Traffic police identified flood-prone spots, BBMP acts after 2 months

A short spell of heavy rain can bring the city to its knees as motorists and pedestrians are forced to put up with flooded roads and underpasses, overflowing drains, uprooted trees and fallen tree branches. Monsoon woes cause misery to not just citizens who are often caught mid-commute, but also the civic authorities, especially the traffic police.

Ahead of monsoon, the traffic police had identified 44 spots across the city that were prone to flooding, a safety hazard to motorists especially those riding two-wheelers. In a letter to Bruhat Bengaluru Mahanagara Palike (BBMP) Commissioner N. Manjunath Prasad in April, Additional Commissioner of Police (Traffic) P. Harisekharan had stated that flooding was compounding the problems of commuters, as it results in traffic jams and slow movement of vehicles.

Nearly two months after the traffic police sent the list, the civic body has taken up dredging in some places. Senior civic officials told  that of the 44 places identified by the traffic police, only 32 fall under its purview.

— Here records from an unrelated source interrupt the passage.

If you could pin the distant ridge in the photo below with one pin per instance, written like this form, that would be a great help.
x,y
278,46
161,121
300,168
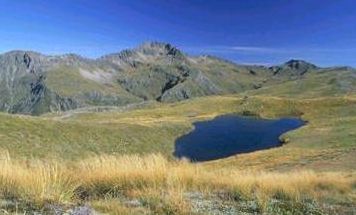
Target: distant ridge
x,y
33,83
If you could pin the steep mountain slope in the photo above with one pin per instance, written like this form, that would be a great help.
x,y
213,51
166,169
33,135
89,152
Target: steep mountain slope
x,y
33,83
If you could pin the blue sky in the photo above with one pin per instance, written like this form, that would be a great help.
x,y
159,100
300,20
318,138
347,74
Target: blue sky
x,y
245,31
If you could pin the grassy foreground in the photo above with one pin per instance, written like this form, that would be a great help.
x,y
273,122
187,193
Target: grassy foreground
x,y
160,186
120,162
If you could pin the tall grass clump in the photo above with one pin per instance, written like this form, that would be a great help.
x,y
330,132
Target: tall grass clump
x,y
35,182
160,184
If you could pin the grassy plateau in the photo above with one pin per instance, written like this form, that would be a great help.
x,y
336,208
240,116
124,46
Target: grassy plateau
x,y
119,161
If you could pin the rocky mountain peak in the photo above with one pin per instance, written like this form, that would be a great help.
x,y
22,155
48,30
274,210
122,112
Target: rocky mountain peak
x,y
159,49
299,64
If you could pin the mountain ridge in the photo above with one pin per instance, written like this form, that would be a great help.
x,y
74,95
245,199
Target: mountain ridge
x,y
34,83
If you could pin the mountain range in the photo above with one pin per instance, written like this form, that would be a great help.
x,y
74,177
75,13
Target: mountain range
x,y
33,83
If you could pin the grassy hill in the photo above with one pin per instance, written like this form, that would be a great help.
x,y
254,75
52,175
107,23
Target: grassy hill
x,y
324,146
106,130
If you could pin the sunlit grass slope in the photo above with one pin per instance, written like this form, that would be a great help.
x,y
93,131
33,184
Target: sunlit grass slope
x,y
163,187
330,128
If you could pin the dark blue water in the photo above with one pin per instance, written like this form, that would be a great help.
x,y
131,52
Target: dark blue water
x,y
230,135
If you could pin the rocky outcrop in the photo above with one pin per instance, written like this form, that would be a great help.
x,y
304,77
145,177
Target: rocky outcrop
x,y
33,83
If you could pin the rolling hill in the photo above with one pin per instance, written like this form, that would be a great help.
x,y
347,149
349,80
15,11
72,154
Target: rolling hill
x,y
33,83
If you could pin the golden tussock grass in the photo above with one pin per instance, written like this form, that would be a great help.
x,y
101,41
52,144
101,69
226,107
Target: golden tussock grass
x,y
154,179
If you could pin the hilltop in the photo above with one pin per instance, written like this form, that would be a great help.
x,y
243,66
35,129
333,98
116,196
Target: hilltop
x,y
33,83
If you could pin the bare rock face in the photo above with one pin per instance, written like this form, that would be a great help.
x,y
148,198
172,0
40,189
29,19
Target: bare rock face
x,y
32,83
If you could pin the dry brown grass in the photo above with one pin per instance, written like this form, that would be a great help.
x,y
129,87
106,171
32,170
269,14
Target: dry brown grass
x,y
158,182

The remaining 12 came under various other agencies, such as the National Highways Authority of India, Karnataka Road Development Corporation Ltd., Bangalore Development Authority, and Bangalore Metro Rail Corporation Ltd.

Some of the areas identified by the police include Ambedkar Colony, Ramamurthynagar Main Road; Lowry railway underpass; Veerannapalya down ramp on Outer Ring Road; Bagalur Main Road; Laggere bus stand; Nandini Layout; Goraguntepalya; Hebbal; below Doddanekkundi flyover; Pai Layout, Old Madras Road; Cantonment railway station underpass and Rajajinagar underpass.

“We have permanently solved the problem of flooding in 20 spots. In the remaining 12, there are some infrastructure and development projects, including signal-free corridors and white topping, that are under progress or are being planned. Once these works are completed, the problem of flooding will be addressed,” said BBMP officials.

Most of the locations identified by the traffic police needed dredging of the road-side drains. Ironically, the BBMP had claimed to have taken up several measures ahead of the monsoon, including intensive cleaning of storm-water drains to increase their carrying capacity and to prevent clogging.

Civic officials, apart from identifying 246 low-lying areas that are prone to flooding, had also claimed to have taken up technical measures, such as installing pumps to prevent flooding, and formed teams in each of the eight zones to take up relief measures wherever required.

However, the letter by Mr. Harisekharan seemed to point to the lack of any preparedness on part of the BBMP.

Earlier this year, the traffic police formed 44 special teams to ease traffic movement during any rain-related eventuality. These teams are equipped with motorised saws, ropes, choppers, buckets, and other implements to attend to flooding and clear fallen trees.